Nigeria accused HSBC of money laundering after an analyst working for the lender said that a second term for President Muhammadu Buhari may stall economic recovery in Africa’s biggest oil producer.
“What killed Nigeria’s economy in the past was the unbridled looting of state resources by leaders, the type which was actively supported by HSBC,” presidential spokesperson Garba Shehu said in a statement.
A bank that “continued until a few months ago to shield the stolen funds of one of the leaders of the Nigerian Senate has no moral right whatsoever” to criticise Buhari, he said.
Nigerian investigations revealed that HSBC had laundered more than $100m for Sani Abacha - a military dictator who died in 1998 - in Jersey, Paris, London and Geneva, Shehu said. A spokesperson for HSBC declined to comment.
Nigeria’s allegations against the London-based lender come almost two months after it published a research note saying that a win for Buhari in February’s elections “raises the risk of limited economic progress and further fiscal deterioration, prolonging the stagnation of his first term.”
The note was written by David Faulkner, a Johannesburg-based economist, on July 18, but was only widely publicized in Nigeria last week.
‘50 other Nigerians’
“With the coming of President Buhari, it is not a secret that corruption, corrupt individuals, banks and other corporate entities that aided corrupt practices are under investigation for various offenses,” Shehu said in the statement. HSBC “is also suspected in the laundering of proceeds of corruption involving more than 50 other Nigerians.”
The Nigerian government is facing intense criticism of its economic management in the run up to the elections and several ruling-party lawmakers have defected to the opposition. Nigeria was battered by the 2014 slump in crude prices and its economy is still struggling.
The main opposition People’s Democratic Party said on September 12 that HSBC’s research showed a Buhari victory “portends grave danger” for the country.
“With the incoming election everybody is on edge and any analysis that is used to sway negative public opinion will be squashed as quickly as possible,” said Michael Famoroti, an economist at Lagos-based Vetiva Capital Management.
“It’s possible the government is right in its claim but it completely missed the point because the issue HSBC raised had nothing to do with criminal or non-criminal activity. What is seen from their comments is that they don’t have the answers to the criticisms raised by HSBC.”

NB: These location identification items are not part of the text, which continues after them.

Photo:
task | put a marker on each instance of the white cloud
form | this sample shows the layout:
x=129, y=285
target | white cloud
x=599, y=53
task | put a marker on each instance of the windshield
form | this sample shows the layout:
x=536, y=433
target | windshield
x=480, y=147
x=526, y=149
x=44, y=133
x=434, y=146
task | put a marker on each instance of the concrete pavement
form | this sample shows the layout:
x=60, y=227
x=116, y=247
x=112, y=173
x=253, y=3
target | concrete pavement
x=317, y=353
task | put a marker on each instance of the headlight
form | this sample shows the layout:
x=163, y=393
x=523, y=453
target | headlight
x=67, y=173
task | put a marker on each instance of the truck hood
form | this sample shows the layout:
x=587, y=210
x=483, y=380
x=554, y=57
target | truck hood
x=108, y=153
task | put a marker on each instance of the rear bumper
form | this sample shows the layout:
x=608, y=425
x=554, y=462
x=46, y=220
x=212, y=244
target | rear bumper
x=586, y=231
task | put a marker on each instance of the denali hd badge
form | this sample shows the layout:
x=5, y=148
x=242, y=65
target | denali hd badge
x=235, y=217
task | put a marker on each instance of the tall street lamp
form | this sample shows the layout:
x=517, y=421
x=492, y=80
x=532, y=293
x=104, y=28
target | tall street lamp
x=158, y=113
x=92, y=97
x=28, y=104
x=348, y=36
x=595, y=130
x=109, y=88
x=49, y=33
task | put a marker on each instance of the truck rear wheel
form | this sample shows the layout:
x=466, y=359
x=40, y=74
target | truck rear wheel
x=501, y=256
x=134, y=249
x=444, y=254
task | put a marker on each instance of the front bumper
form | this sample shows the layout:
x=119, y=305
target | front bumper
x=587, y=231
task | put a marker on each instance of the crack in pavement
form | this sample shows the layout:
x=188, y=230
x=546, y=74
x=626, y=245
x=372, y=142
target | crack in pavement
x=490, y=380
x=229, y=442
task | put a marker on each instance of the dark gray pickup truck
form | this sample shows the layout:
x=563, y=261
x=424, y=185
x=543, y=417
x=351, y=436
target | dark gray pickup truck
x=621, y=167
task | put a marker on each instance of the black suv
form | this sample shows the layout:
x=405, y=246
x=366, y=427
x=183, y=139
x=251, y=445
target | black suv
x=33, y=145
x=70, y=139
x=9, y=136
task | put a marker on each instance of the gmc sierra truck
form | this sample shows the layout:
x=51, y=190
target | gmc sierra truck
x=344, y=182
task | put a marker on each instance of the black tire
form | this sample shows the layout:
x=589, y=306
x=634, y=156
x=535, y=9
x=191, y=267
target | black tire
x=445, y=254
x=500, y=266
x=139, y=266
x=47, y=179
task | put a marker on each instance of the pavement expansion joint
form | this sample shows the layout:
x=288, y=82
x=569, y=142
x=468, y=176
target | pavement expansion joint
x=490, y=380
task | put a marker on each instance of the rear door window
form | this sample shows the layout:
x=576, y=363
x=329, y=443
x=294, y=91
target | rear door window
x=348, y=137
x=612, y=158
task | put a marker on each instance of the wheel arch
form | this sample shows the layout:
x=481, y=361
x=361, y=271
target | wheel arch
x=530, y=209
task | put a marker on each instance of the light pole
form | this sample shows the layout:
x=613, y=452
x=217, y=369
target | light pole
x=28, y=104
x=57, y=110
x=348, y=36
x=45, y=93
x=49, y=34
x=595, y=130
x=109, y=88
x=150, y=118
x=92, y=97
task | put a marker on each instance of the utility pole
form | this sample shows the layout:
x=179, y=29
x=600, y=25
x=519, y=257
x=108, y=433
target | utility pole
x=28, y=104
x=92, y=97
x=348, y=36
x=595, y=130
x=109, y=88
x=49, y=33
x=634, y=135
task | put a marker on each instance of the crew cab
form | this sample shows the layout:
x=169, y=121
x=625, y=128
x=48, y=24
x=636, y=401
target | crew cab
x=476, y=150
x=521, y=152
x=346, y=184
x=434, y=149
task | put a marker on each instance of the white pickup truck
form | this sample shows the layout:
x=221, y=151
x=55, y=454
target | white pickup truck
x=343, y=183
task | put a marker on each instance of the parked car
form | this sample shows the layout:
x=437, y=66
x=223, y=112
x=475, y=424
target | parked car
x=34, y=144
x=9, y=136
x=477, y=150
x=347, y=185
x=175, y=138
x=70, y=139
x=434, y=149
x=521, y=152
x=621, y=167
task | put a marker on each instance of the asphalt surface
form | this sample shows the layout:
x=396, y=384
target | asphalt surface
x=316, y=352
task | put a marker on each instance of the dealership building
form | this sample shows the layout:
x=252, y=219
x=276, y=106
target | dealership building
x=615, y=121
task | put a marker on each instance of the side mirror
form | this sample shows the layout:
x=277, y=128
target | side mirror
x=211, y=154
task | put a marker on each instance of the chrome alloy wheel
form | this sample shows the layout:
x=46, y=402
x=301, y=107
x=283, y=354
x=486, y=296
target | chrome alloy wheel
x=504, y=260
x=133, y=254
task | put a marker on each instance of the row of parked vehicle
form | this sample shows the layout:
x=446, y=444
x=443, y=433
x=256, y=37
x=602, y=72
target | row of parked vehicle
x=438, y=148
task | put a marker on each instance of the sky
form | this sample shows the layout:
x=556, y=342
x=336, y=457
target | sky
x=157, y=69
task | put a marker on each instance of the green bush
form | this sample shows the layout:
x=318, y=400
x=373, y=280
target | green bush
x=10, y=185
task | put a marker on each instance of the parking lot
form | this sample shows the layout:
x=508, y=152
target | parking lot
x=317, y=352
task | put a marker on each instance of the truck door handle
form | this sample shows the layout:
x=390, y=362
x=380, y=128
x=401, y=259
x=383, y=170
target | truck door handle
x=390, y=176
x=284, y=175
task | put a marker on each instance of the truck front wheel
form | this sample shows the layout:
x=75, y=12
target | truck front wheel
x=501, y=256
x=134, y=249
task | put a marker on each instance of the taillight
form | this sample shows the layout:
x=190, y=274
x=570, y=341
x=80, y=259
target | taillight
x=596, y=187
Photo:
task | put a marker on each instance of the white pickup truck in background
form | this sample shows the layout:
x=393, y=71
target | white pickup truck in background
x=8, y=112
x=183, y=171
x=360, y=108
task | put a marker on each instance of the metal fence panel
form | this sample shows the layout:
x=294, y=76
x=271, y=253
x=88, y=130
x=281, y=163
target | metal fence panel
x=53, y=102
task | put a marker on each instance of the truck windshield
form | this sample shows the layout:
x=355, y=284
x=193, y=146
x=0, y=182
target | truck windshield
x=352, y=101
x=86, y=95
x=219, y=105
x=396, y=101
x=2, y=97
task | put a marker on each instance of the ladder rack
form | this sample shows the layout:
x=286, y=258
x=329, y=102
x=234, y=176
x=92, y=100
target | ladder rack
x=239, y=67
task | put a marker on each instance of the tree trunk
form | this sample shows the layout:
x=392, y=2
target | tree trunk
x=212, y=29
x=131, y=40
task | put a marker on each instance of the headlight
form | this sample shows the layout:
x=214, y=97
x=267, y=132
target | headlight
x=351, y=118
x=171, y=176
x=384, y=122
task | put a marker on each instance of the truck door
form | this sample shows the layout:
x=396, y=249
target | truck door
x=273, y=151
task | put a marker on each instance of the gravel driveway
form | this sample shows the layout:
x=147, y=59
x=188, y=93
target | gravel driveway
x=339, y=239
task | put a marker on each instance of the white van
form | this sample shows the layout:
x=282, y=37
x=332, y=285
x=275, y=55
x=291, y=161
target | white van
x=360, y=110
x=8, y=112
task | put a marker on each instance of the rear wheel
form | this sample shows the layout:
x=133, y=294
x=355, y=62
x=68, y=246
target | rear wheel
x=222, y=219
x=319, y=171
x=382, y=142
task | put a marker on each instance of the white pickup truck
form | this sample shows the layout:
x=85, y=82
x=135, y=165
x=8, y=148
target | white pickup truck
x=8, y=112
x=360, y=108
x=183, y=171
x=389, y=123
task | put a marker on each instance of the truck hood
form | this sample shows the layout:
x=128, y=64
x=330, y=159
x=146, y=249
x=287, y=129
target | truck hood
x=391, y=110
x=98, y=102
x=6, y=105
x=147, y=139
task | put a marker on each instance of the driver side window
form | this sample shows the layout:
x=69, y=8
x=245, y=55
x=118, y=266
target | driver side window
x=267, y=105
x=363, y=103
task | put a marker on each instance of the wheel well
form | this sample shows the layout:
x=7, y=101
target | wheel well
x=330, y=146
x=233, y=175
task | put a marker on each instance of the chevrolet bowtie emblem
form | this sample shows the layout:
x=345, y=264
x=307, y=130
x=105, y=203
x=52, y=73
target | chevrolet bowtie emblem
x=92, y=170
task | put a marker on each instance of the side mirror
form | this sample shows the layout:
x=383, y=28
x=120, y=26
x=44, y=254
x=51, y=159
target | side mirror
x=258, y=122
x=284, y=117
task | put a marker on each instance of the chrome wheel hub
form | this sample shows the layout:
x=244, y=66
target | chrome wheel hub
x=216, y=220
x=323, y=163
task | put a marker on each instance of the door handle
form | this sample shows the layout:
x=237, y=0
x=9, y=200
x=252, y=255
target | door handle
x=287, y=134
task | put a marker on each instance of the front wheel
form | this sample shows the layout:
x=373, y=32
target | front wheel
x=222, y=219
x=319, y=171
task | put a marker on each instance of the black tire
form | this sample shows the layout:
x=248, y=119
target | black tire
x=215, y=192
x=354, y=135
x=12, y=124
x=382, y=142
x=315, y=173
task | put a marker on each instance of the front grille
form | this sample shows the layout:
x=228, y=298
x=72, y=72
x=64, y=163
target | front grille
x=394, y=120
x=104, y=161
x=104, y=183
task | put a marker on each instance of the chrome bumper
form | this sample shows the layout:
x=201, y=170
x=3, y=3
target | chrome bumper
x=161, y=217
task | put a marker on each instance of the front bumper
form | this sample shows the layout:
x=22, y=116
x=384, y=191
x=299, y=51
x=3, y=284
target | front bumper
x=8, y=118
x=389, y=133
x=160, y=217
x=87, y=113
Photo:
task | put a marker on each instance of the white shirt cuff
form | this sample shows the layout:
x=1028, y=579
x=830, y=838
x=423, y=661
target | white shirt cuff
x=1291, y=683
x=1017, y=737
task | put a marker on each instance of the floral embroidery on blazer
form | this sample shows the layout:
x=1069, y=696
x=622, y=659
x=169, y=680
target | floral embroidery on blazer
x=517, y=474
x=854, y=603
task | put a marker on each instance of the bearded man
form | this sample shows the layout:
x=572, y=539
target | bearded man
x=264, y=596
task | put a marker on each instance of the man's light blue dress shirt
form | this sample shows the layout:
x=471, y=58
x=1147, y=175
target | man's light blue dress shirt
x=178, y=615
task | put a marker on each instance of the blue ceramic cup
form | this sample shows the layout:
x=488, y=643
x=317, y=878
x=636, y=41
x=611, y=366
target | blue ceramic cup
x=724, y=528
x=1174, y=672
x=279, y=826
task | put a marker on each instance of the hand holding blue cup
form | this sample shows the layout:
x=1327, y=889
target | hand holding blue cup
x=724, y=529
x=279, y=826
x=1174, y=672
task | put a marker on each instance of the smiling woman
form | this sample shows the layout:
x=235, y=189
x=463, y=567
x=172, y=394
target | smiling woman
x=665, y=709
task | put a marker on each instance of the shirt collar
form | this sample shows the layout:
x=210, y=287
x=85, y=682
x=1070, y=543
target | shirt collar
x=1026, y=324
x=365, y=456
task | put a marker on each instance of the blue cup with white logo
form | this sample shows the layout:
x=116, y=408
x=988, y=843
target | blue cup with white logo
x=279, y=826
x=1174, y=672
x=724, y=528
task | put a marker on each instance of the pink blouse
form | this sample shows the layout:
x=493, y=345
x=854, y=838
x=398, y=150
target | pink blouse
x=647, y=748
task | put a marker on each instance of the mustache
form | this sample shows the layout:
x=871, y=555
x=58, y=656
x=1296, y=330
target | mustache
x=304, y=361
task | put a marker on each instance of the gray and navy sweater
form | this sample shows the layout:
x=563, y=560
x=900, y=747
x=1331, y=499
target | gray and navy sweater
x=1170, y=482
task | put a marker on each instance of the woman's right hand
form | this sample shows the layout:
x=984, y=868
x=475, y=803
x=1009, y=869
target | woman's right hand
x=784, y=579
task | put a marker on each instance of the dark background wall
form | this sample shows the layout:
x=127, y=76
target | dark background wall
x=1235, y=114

Regulators have long accused the world’s biggest banks of helping manage the illicit fortune amassed by Abacha, who ruled Nigeria from 1993 until his death. In 2001, a UK financial watchdog said 15 lenders showed “significant control weaknesses” in handling $1.3bn linked to him and his associates.
In 2014, the US Department of Justice froze more than $458m in funds allegedly generated through corruption hidden in bank accounts - including at HSBC, Citigroup and Deutsche Bank - in what it described as the “largest kleptocracy forfeiture action” in its history.
HSBC has a representative office in Nigeria’s commercial capital of Lagos, but doesn’t operate a full banking unit in the country, unlike rivals such as Citigroup and Standard Chartered.